Third-year manager Nick Belmonte greeted about 25 players Monday morning in Derks Field for the first official Salt Lake Trapper practice of 1992. Sixteen players are under contract, including four returnees from the 1991 Pioneer League championship team. The rest are in camp on a tryout basis, including three others from last year's Trapper club.

Several more players are expected to arrive within the next day, and Belmonte hopes to have a fairly firm roster by late Thursday.Pitching, with eight contracts already signed and John Gilligan, Jim Guidi and Chris Shultea back from last year, seems the most solid position. That's more pitchers than the Traps usually have this early, and there are even three lefties, a Trapper rarity.

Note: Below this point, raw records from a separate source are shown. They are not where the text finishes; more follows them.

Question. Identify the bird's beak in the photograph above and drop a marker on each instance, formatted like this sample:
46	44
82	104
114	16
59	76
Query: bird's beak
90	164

Belmonte and player-personnel boss Van Schley are high on catcher Randy Snyder (from the Milwaukee Brewers' Stockton California League team, a No. 2 draft choice from Washington State), shortstop Tim Rigsby (from the '91 Cleveland Indians' Carolina League farm club at Kinston) and returning Trapper second baseman Eddie Ortega (.382, seven errors in 37 games).

Current needs seem to be a regular third baseman and a utility infielder, though the staff seems high on third baseman Bill Vosik (from Cleveland's New York-Penn League team in Watertown). Belmonte thinks his outfield and first base positions are solid, but several of those players are late arrivals.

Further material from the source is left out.